黙ったままの私に、意外にも凱斗は優しく話しかけて来た。


「花凛…」


「……」


「何で…俺が花凛を好きかわかる?」


「…えっ?」


「絶対に誰にも渡したくない理由。俺…初めて言うよな?」


「……うん」


「人を好きになる理由ってさ、それぞれあると思うんだ。
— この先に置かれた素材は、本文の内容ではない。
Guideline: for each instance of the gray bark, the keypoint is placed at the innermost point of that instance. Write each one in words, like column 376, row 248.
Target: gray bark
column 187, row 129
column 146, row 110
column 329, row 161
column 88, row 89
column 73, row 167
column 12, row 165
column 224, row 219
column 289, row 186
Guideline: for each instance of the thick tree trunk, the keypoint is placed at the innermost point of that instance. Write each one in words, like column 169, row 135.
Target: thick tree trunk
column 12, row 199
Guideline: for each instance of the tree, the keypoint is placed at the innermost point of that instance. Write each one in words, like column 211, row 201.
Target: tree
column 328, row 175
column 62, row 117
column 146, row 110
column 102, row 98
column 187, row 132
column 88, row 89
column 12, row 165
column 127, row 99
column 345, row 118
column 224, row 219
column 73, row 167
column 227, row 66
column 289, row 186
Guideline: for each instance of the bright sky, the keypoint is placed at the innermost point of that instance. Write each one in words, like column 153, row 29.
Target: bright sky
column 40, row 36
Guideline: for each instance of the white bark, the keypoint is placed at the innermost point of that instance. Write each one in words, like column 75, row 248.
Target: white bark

きっと相楽にもな…」


「……」


「気が合うからとか、趣味が同じだとか…一緒にいて楽だとか?後、自分にとってかわいく見えるとか?」


凱斗はそこまで言うと、ふっと笑った。



「だけどさ…俺はそんな単純な理由だけじゃなくて…お前のダメなところも好きになれるからかな…」


「ダメなとこ?」


「欠点も含めて全部、好きでいられる。それと、俺ムダな事に時間使うの嫌いだろ?」


「うん」


「だけど…お前に使う時間にムダなんて一秒も無い。俺の時間、全部使いたいくらいだ」


「……」


「まぁ、現実は無理だけど…ずっと一緒にいても全く苦じゃない事かな。一人でいるよりずっといい…」


「凱斗…」


「そう言うの、大事じゃない?」


「…うん」


「…少なくとも俺は、花凛以外の人にそんな事思った事ないから。それと、お前は俺のバックボーン全く気にしないとこだな」


「バックボーン…?」


私が首を傾げると、凱斗は一瞬だけ苦笑した。


「俺の家のこととか、環境とか、肩書とか…そういうの。それ気にする女が多すぎる」


「……」


「だけど花凛は最初から、ただの“俺”を見てくれてた」

胸がなんだか、じんわりと熱くなる。

初めて聞かされる「凱斗の気持ち」


「……花凛」


「うん」


「俺、お前といる時間が、一番“自分らしい”気がするよ」


その目はとても真剣で、少し照れくさそうで…

でもまっすぐで飾らないその言葉が――私の胸に深く刺さった。


凱斗の笑顔が、胸の奥を温かく満たしていく。

――そうだ。やっぱり私が好きなのは、凱斗なんだ。


半年の空白があっても、この気持ちは消えなかった。


だけど――。

ふいにさっきの相楽君の声が、頭をかすめる。


≪俺より、桜庭の側にいるべきだった≫

≪…そんな人に俺、桜庭を譲りたくない≫


真っ直ぐで、苦しそうで。

あんな相楽君の表情(かお)、今まで見たことなかった。


「……」


心臓がちくりと痛む。

どうして、今ここで思い出すんだろう。


凱斗の隣で「素直になりたい」――

それは確かなのに、相楽君の真剣な眼差しも、頭から消えてくれない。


私の胸の奥で、二つの気持ちが小さくぶつかり合ってざわついている。

心臓の奥でその気持ちを、必死に押し込めた。


――今、考えることじゃないよね。

凱斗がじっと私の顔を見て、首を傾げる。


「花凛?」


一瞬、目が合った。

危ない…このままじゃ心の動揺を見透かされてしまう。



わざと明るく笑ってみせた。

――笑顔の裏で、私の心はまだ揺れている。




凱斗の優しさを感じながら、私はその時それを必死に隠していた。